Now, we have set up our object to generate images of size (128, 128) that will put the left eye at the pixel position (32, 31) and the right eye at the position (32, 96). Afterwards, this object is used to geometrically normalize the face, given the eye positions in the original face image. Note that the left eye usually has a higher x-coordinate than the right eye:

>>> face_image = bob.io.base.load( image_path )
>>> cropped_image = numpy.ndarray( (128, 128), dtype = numpy.float64 )
>>> face_eyes_norm( face_image, cropped_image, right_eye = (66, 47), left_eye = (62, 70) )

Now, let’s have a look at the original and normalized face:

import numpy
import math
import bob.io.base
import bob.ip.base
from bob.io.base.test_utils import datafile

# load a test image
face_image = bob.io.base.load(datafile('image_r10.hdf5', 'bob.ip.base', 'data/affine'))

# create FaceEyesNorm class
face_eyes_norm = bob.ip.base.FaceEyesNorm(eyes_distance = 65, crop_size = (128, 128), eyes_center = (32, 63.5))

# normalize image
normalized_image = face_eyes_norm( face_image, right_eye = (66, 47), left_eye = (62, 70) )

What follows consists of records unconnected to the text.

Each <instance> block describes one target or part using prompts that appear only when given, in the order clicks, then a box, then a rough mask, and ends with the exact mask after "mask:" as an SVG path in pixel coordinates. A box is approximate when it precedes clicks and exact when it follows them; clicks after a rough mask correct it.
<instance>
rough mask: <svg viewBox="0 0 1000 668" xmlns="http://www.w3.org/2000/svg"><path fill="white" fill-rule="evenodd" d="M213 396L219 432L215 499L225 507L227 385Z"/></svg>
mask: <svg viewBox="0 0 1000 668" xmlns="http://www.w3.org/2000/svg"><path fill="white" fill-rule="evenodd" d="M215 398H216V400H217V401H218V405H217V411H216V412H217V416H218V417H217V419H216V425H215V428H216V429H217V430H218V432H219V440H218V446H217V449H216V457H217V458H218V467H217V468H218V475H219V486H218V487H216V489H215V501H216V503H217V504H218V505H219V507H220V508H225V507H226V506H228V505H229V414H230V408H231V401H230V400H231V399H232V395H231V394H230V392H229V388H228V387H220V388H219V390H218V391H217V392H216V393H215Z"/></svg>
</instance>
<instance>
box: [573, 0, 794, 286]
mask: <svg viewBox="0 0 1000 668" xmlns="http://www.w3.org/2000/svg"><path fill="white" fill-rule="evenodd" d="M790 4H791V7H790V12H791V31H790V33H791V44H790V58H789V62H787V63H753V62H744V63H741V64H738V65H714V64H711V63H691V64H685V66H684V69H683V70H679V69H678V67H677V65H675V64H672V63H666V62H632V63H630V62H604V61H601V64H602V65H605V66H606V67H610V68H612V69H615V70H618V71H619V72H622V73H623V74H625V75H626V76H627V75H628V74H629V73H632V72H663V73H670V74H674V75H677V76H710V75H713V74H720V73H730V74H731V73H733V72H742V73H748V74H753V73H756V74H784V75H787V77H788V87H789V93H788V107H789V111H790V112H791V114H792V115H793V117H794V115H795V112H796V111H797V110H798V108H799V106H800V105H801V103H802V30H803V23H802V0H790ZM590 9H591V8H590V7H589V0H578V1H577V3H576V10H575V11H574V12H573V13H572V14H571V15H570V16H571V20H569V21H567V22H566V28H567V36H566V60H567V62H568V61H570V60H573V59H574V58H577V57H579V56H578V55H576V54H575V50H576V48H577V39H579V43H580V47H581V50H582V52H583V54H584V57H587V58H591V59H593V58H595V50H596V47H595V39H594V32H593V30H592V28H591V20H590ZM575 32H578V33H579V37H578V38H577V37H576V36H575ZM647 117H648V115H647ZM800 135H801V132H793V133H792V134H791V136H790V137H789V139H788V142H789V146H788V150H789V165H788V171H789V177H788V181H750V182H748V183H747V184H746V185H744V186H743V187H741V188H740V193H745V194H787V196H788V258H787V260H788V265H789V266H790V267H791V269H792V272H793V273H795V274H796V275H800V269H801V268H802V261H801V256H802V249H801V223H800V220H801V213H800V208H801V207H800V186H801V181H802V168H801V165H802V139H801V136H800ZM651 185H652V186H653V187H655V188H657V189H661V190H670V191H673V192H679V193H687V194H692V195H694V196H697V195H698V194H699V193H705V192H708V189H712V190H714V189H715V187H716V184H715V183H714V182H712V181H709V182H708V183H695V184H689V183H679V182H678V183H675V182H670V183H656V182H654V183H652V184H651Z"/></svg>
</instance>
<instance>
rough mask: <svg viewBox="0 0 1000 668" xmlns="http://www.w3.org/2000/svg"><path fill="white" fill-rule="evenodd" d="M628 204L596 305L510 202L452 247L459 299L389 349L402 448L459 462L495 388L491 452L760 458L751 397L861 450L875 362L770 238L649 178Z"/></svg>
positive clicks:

# plot results, including eye locations in original and normalized image
from matplotlib import pyplot
pyplot.figure(figsize=(8,4))
pyplot.subplot(121) ; pyplot.imshow(face_image, cmap='gray')       ; pyplot.plot([47, 70], [66, 62], 'rx', ms=10, mew=2); pyplot.axis('tight'); pyplot.title('Original Image')
pyplot.subplot(122) ; pyplot.imshow(normalized_image, cmap='gray') ; pyplot.plot([31, 96], [32, 32], 'rx', ms=10, mew=2); pyplot.axis('tight'); pyplot.title('Cropped Image')
pyplot.show()

(Source code, png, hires.png, pdf)

_images/face_eyes_norm.png

Simple feature extraction

Some simple feature extraction functionality is also included in the bob.ip.base module. Here is some simple example, how to extract local binary patterns (LBP) with 8 neighbors from an image:

>>> lbp_extractor = bob.ip.base.LBP(8)

You can either get the LBP feature for a single point by specifying the position:

>>> lbp_local = lbp_extractor ( cropped_image, (69, 62) )
>>> # print the binary representation of the LBP
>>> print(bin ( lbp_local ))
0b1111000

or you can extract the LBP features for all pixels in the image. In this case you need to get the required shape of the output image using the bob.ip.base.LBP feature extractor:

>>> lbp_output_image_shape = lbp_extractor.lbp_shape(cropped_image)
>>> print(lbp_output_image_shape)
(126, 126)
>>> lbp_output_image = numpy.ndarray ( lbp_output_image_shape, dtype = numpy.uint16 )
>>> lbp_extractor ( cropped_image,  lbp_output_image )
>>> # print the binary representation of the pixel at the same location as above;
>>> # note that the index is shifted by 1 since the lbp image is smaller than the original
>>> print(bin ( lbp_output_image [ 68, 61 ] ))
0b1111000

LBP-TOP extraction

LBP-TOP [Zhao2007] extraction for temporal texture analysis.

>>> import bob.ip.base
>>> import numpy
>>> numpy.random.seed(10)
>>> #Defining the lbp operator for each plane
>>> lbp_xy = bob.ip.base.LBP(8,1)
>>> lbp_xt = bob.ip.base.LBP(8,1)
>>> lbp_yt = bob.ip.base.LBP(8,1)
>>> lbptop = bob.ip.base.LBPTop(lbp_xy, lbp_xt, lbp_yt)

Defining the test 3D image and creating the containers for the outputs in each plane

>>> img3d = (numpy.random.rand(3,5,5)*100).astype('uint16')
>>> t = int(max(lbp_xt.radius, lbp_yt.radius))
>>> w = int(img3d.shape[1] - lbp_xy.radii[0]*2)
>>> h = int(img3d.shape[2] - lbp_xy.radii[1]*2)
>>> output_xy = numpy.zeros((t,w,h),dtype='uint16')
>>> output_xt = numpy.zeros((t,w,h),dtype='uint16')
>>> output_yt = numpy.zeros((t,w,h),dtype='uint16')

Extracting the bins for each plane

>>> lbptop(img3d,output_xy, output_xt, output_yt)
>>> print(output_xy)
[[[ 89   0 235]
[255  72 255]
[ 40  95   2]]]
>>> print(output_xt)
[[[ 55   2 135]
[223 130 119]
[  0 253  64]]]
>>> print(output_yt)
[[[ 45   0 173]
[247   1 255]
[130 127  64]]]